League great Jack Gibson and entertainer Col Joye joined artists, writers and former Channel Nine work associates at Sidney Fort: A Life in Watercolour, a one-night tribute to the pioneer TV art director and set designer.

More than 100 works from the hundreds of paintings in his amazing oeuvre of watercolours were on display in the exhibition, at the Chic Café in Neutral Bay.

The one-night tribute also include the launch of a website dedicated to his life, www.sidneyfort.com.au

It features more than 300 paintings from distinct periods in his years as a master of watercolour - The Greek Gifts (from his three visits to the land of the gods), Mostly Naked, The Landscapes, Sidney's Harbour and Morotai '45 - and also reproduces photos and freeze-frames of stars and crew in scenes from Australian Bandstand, in which Sid Fort revolutionised television set design.

Longtime Bandstand director and friend Warwick Freeman told the gathering at the exhibition that in his time at Channel Nine, "Sid enjoyed the largest canvas for his visual wonderland, creating, inspiring and producing masterpieces of set design for thousands of shows".

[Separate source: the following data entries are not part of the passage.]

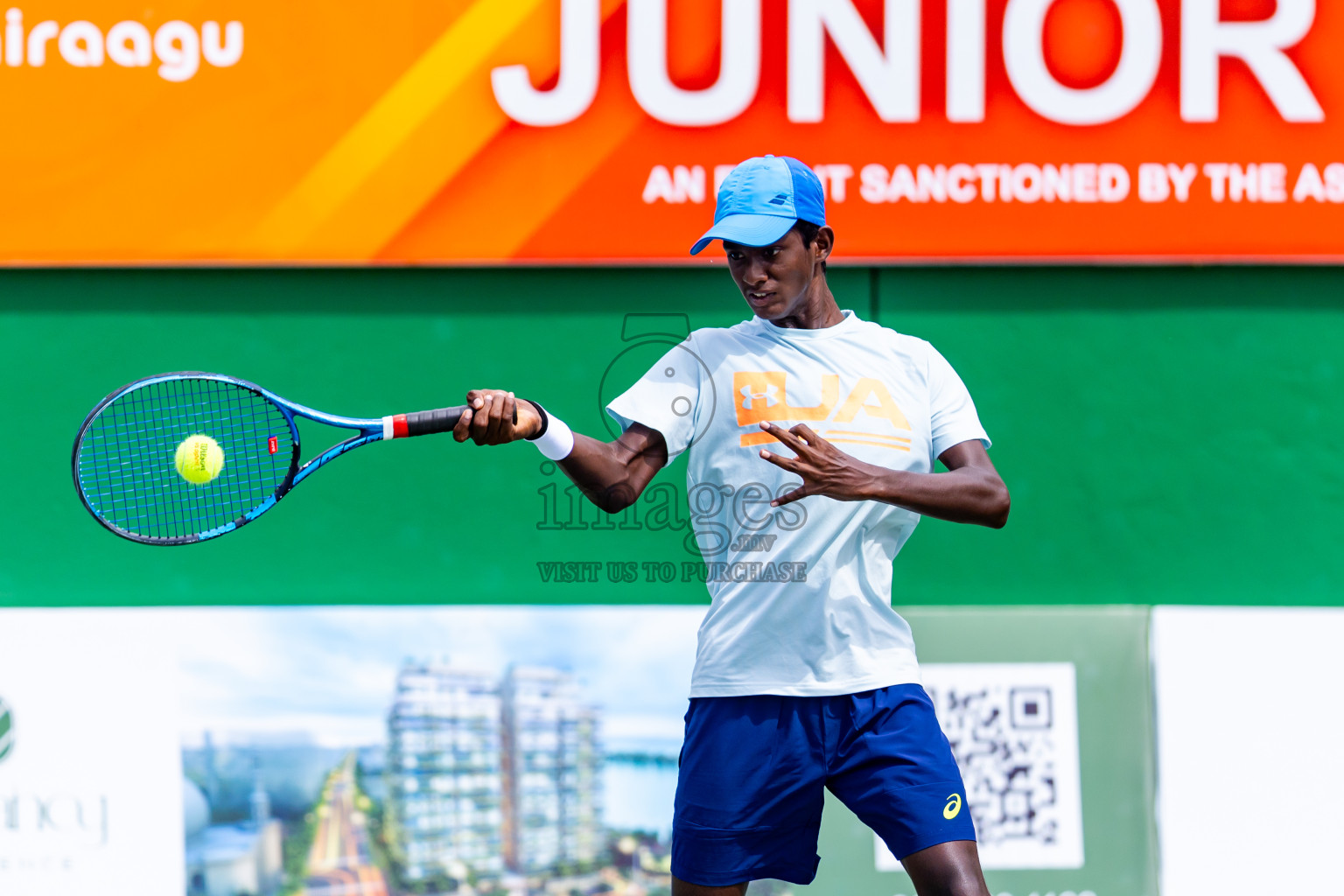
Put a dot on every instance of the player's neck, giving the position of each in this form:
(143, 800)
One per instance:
(816, 311)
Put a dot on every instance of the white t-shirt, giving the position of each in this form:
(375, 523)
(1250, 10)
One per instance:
(802, 594)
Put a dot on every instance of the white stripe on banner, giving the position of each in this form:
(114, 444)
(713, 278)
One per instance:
(1249, 732)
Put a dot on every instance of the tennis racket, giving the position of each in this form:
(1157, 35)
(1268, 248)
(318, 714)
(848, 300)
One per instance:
(124, 454)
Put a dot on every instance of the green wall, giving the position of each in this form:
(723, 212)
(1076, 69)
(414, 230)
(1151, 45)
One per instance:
(1170, 436)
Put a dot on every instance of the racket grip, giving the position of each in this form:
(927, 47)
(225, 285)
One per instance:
(425, 422)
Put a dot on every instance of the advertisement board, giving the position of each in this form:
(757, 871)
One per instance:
(597, 130)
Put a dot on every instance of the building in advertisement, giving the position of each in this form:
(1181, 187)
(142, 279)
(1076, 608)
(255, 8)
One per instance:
(553, 798)
(443, 773)
(242, 858)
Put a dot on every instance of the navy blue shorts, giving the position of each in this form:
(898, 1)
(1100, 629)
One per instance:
(749, 792)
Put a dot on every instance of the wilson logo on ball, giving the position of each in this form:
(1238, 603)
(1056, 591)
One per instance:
(5, 730)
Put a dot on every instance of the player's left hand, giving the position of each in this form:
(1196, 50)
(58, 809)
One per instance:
(824, 469)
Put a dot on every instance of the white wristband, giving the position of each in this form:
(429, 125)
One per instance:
(558, 439)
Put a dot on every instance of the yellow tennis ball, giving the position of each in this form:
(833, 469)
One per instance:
(200, 458)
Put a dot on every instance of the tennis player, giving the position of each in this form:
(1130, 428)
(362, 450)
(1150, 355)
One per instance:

But privately he had pursued another dream "creating masterpieces in watercolour that reflect his love of the body beautiful, especially the feminine form, the classics and the classical and ancient worlds".

The "mastery he exhibited in the artwork that was transmitted into millions of homes across Australia in Bandstand, Bobby Limb's Sound of Music and a host of other shows is more than matched by his artistry as a watercolourist",he said.

Others at the exhibition included artists Kevin Hardacre, Anne Cape and Margaret Ashenhurst.from Hilton Hordern Galleries.

Sidney Fort, now living in retirement, is 86.